The Legislature has “done a lot of talking for years,” Steberger said. “It’s not a new conversation.”
Those conversations should prioritize low-income families who will be able to work and live in the City of Ithaca, said Steberger, adding that the 210 Hancock St. development caused a lot of commotion from residents who worried about construction noise, shadows and traffic, but will give dozens a place to live.
“We can raise concerns about how a new building where an old coffee shop used to be changes the pattern of our daily life — that’s real,” the candidate acknowledged.
“But if those changes mean that families who are working to support themselves and their children can live here, if that means that there are living-wage jobs so more people can afford to live in town, if that means that there are restaurants that my friends can work at … those changes are things that we should embrace.”
Steberger also noted the proposed jail expansion and jail study, which the candidate’s opponent, John, leads as chair of the Jail Study Committee.
“What’s troubled me,” the 27-year-old said, “is when you review the videos of these … meetings, you don’t see the words ‘mass incarceration,’ you don’t see the words, ‘new Jim Crow.’ I don’t think we can have an honest conversation if we’re not using those words.”
Steberger, who is “unequivocally not for the jail expansion,” was one of many stakeholders who co-coordinated a community read of The New Jim Crow: Mass Incarceration in the Age of Colorblindness, which more than 800 people engaged with over many months.

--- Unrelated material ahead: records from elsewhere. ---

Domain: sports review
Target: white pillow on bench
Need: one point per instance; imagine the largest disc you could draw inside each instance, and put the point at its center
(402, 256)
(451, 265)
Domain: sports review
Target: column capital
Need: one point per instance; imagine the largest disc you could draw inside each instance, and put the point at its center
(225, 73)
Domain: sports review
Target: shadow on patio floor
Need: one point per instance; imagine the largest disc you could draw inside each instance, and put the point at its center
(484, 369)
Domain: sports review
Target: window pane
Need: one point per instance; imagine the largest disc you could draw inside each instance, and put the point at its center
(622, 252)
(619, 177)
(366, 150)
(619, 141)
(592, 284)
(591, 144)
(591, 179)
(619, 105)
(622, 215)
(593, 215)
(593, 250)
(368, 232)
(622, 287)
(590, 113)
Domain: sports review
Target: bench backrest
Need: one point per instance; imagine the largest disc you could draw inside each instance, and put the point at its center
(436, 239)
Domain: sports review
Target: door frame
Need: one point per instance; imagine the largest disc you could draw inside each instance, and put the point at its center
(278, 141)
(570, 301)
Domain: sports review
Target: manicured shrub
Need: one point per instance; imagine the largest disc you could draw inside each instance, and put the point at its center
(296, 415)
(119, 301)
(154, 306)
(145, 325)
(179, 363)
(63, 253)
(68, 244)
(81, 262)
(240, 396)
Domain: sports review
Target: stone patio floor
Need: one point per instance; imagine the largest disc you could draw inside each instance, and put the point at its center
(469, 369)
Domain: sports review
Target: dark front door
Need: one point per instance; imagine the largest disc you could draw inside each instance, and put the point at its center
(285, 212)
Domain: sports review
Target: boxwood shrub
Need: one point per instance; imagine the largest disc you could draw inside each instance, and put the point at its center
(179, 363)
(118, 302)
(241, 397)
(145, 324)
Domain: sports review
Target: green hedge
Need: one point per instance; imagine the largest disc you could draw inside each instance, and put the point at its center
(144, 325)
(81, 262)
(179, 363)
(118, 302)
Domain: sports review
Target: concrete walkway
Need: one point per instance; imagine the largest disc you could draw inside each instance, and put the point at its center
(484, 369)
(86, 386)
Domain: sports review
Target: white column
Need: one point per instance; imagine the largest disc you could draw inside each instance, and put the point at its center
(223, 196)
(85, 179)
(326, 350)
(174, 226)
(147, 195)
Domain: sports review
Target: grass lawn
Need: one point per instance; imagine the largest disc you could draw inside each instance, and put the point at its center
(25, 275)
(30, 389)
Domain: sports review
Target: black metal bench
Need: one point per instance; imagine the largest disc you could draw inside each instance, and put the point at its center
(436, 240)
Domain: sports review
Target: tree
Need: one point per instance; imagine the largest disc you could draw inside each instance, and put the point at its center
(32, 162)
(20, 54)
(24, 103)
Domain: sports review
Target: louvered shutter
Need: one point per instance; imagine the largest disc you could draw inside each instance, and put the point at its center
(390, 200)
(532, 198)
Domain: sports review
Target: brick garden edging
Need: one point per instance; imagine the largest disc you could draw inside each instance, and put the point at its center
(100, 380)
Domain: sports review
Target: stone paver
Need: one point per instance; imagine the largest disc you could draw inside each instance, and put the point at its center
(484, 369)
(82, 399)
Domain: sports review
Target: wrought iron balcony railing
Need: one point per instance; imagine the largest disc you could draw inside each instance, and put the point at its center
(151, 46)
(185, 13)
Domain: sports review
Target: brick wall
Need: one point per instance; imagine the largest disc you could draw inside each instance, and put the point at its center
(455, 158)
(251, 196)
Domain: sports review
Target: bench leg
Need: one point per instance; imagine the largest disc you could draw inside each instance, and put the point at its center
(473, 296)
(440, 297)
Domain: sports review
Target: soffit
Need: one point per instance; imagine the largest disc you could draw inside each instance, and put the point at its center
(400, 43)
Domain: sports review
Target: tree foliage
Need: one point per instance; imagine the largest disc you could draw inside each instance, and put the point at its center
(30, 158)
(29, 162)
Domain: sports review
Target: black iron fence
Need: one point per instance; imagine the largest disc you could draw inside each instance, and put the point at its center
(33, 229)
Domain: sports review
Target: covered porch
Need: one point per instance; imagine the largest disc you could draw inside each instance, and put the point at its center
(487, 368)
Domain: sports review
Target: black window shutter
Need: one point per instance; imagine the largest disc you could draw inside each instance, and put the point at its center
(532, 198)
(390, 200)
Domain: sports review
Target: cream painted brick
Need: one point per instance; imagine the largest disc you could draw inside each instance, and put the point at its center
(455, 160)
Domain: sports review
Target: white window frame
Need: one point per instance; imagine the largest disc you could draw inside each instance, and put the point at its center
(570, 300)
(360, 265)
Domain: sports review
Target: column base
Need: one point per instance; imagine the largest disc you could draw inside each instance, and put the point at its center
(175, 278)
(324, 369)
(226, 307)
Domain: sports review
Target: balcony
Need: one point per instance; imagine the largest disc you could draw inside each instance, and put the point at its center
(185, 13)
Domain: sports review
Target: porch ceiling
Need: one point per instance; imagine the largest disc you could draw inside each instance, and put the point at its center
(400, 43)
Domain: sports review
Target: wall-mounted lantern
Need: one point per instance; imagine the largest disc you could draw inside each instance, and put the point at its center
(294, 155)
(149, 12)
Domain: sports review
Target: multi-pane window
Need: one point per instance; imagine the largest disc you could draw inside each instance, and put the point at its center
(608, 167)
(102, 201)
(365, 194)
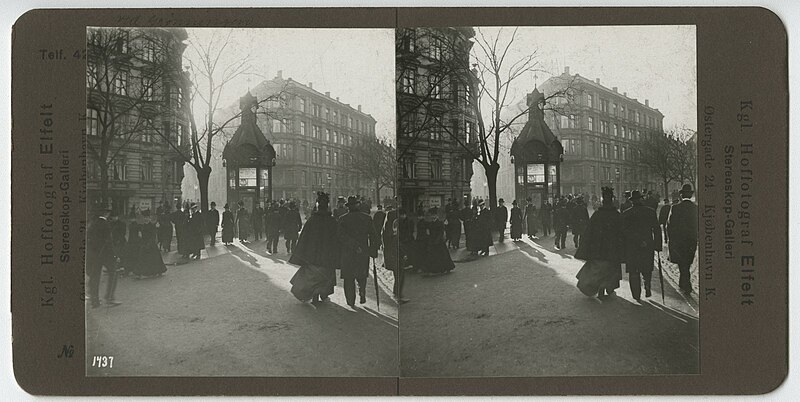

“Ithaca likes to think that reality is elsewhere, that we can do things in a more progressive way, that we can have a more progressive and humane jail,” Steberger said. “Right now we need to earn that reputation and we don’t earn that reputation.”
Tompkins County may not be able to stop the jail expansion, Steberger admitted, because of the budget and interactions with the State, but added that more alternatives must be proposed to “chip away and end the new Jim Crow in our community.”
Declining to express an opinion on the Ithaca Plan — which includes creating injection sites, where residents could inject heroin under the supervision of medical professionals — Steberger said the community should “deal with public health issues as public health issues … rather than [using] criminal justice tools.”
Climate is also a major issue for the young Democrat’s campaign, and Steberger said developers should value the input from residents and, if necessary, readjust their projects to be more sustainable.
Steberger, who has lived in Ithaca since coming to the city in 2009 for college, said representing the Fourth District is vital because it “is the heart of the city.”
“The mix of young people, of people who work for a living, who live on the Commons, the mix of fall creek residents — it’s really so much of our city contained in this district,” Steberger said.
“I think young people, especially students, want to have a good relationship with this community and I don’t think that the political apparatus cares to engage them, because if students turned out to vote, things would look much different.”